Random Engine Differences

2020-02-16 12:10发布

问题:

The C++11 standard specifies a number of different engines for random number generation: linear_congruential_engine, mersenne_twister_engine, subtract_with_carry_engine and so on. Obviously, this is a large change from the old usage of std::rand.

Obviously, one of the major benefits of (at least some) of these engines is the massively increased period length (it's built into the name for std::mt19937).

However, the differences between the engines is less clear. What are the strengths and weaknesses of the different engines? When should one be used over the other? Is there a sensible default that should generally be preferred?

回答1:

From the explanations below, linear engine seems to be faster but less random while Marsenne Twister has a higher complexity and randomness. Subtract-with-carry random number engine is an improvement to the linear engine and it is definitelly more random. In the last reference, it is stated that Mersenne Twister has higher complexity than the Subtract-with-carry random number engine

Linear congruential random number engine

A pseudo-random number generator engine that produces unsigned integer numbers.

This is the simplest generator engine in the standard library. Its state is a single integer value, with the following transition algorithm:

x = (ax+c) mod m

Where x is the current state value, a and c are their respective template parameters, and m is its respective template parameter if this is greater than 0, or numerics_limits::max() plus 1, otherwise.

Its generation algorithm is a direct copy of the state value.

This makes it an extremely efficient generator in terms of processing and memory consumption, but producing numbers with varying degrees of serial correlation, depending on the specific parameters used.

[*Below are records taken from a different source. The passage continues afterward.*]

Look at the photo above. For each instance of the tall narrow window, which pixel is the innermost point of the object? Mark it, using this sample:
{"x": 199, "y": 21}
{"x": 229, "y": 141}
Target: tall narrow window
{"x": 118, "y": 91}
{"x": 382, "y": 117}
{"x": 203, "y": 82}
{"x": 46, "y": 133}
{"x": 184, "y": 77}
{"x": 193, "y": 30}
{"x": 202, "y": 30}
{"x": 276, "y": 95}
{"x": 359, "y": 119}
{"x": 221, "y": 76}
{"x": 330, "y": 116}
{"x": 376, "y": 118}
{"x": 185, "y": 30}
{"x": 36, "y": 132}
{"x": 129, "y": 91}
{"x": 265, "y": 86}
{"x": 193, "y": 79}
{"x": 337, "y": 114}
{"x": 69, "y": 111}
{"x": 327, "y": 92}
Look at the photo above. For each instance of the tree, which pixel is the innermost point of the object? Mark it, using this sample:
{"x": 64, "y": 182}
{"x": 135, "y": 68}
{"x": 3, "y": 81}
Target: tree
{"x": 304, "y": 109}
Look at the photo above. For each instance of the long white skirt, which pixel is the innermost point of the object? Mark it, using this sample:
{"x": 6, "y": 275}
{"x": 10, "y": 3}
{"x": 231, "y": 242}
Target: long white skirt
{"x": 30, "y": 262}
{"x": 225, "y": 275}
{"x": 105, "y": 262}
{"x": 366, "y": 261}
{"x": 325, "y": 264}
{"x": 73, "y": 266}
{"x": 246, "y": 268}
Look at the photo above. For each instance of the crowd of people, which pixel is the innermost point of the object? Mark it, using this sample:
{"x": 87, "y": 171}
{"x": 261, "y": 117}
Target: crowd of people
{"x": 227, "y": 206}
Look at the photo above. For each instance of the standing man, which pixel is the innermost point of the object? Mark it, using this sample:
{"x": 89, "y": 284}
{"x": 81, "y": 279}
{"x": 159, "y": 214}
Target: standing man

The random numbers generated by linear_congruential_engine have a period of m. http://www.cplusplus.com/reference/random/linear_congruential_engine/

Mersenne twister random number engine

A pseudo-random number generator engine that produces unsigned integer numbers in the closed interval [0,2^w-1].

The algorithm used by this engine is optimized to compute large series of numbers (such as in Monte Carlo experiments) with an almost uniform distribution in the range.

The engine has an internal state sequence of n integer elements, which is filled with a pseudo-random series generated on construction or by calling member function seed.

The internal state sequence becomes the source for n elements: When the state is advanced (for example, in order to produce a new random number), the engine alters the state sequence by twisting the current value using xor mask a on a mix of bits determined by parameter r that come from that value and from a value m elements away (see operator() for details).

The random numbers produced are tempered versions of these twisted values. The tempering is a sequence of shift and xor operations defined by parameters u, d, s, b, t, c and l applied on the selected state value (see operator()).

The random numbers generated by mersenne_twister_engine have a period equivalent to the mersenne number 2^((n-1)*w)-1.http://www.cplusplus.com/reference/random/mersenne_twister_engine/

Subtract-with-carry random number engine

A pseudo-random number generator engine that produces unsigned integer numbers.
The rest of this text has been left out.